Fabrizio riparò a Firenze; e poiché a Bologna s'era tenuto nascosto, soltanto ricevé le lettere della duchessa che non poteva perdonargli di essere andato al concerto e di non aver neppure cercato di parlarle. Ma le lettere del conte Mosca, ispirate a cordiale amicizia e nobilissimi sentimenti, gli fecero anche maggior piacere. Intuí che il conte aveva scritto a Bologna in modo da allontanare ogni sospetto che potesse in qualche modo toccarlo, per quanto concerneva il duello. La polizia fu mirabile d'equità: certificò che due forestieri, dei quali uno soltanto era noto (il conte M..., ferito) s'eran battuti alla spada, davanti a piú di trenta contadini, fra i quali verso la fine del duello era anche il curato, che invano tentò di separare i combattenti. Il nome di Giuseppe Bossi non fu pronunziato. Fabrizio, un paio di mesi dopo, osò tornare a Bologna, piú convinto che mai che il suo destino lo condannava a non conoscere mai la parte nobile e spirituale dell'amore. E si pigliò il gusto di spiegar tutto ciò alla duchessa con molto partícolareggiato ragionamento. Era stanco di quella vita solitaria, e desiderava ardentemente le incantevoli serate col conte Mosca e la zia.

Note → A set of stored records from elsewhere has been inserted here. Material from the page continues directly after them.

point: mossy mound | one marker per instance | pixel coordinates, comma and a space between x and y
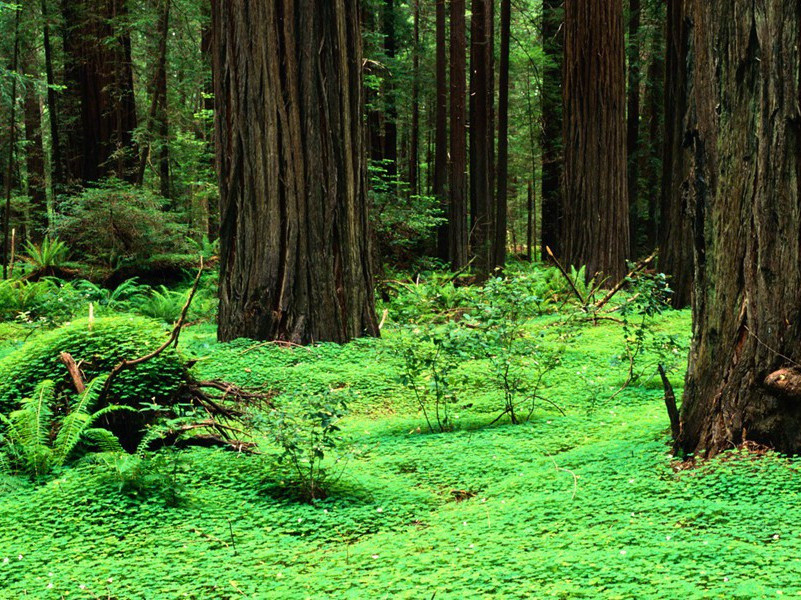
98, 348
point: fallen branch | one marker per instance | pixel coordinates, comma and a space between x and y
74, 370
640, 266
172, 339
670, 403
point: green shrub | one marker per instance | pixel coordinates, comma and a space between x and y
115, 224
100, 345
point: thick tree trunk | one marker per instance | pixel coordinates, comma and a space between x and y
99, 77
294, 261
481, 138
551, 140
457, 214
633, 122
746, 206
440, 179
499, 243
34, 151
595, 200
675, 235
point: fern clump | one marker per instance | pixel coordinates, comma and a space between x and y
98, 346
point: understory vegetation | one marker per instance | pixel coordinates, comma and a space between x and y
508, 440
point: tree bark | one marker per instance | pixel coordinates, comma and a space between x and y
440, 179
551, 140
481, 139
294, 261
457, 214
99, 79
595, 199
746, 208
675, 226
633, 122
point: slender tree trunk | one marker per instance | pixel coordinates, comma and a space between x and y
34, 150
481, 139
499, 245
596, 229
551, 140
57, 170
99, 77
675, 226
414, 149
457, 215
295, 262
742, 381
633, 122
441, 136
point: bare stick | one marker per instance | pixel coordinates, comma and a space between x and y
569, 280
622, 282
74, 371
176, 331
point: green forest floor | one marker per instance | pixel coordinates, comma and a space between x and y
588, 504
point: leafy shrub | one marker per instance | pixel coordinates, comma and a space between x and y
305, 428
116, 223
36, 441
100, 345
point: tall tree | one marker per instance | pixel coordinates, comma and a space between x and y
457, 214
595, 199
499, 243
99, 78
294, 261
481, 137
743, 381
633, 120
440, 179
551, 139
675, 227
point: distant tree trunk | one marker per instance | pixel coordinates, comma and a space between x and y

«Mi son tanto infastidito dell'amore al quale correvo dietro, e della Fausta, che ormai, se anche la sapessi tuttavia incapriccita di me, non farei venti leghe per andarle a ricordar la sua promessa. Levati dunque dalla mente ch'io vada, come temi, a Parigi, dove so che ha esordito con straordinario successo. Farei invece la piú lunga strada immaginabile per passare una sera con te e col conte, cosí buono per i suoi amici

 





6 Pier Luigi, il primo sovrano della famiglia Farnese, cosí celebre per le sue virtú, fu, com'é noto, figlio naturale del santo papa Paolo III. (Nota dell'A.)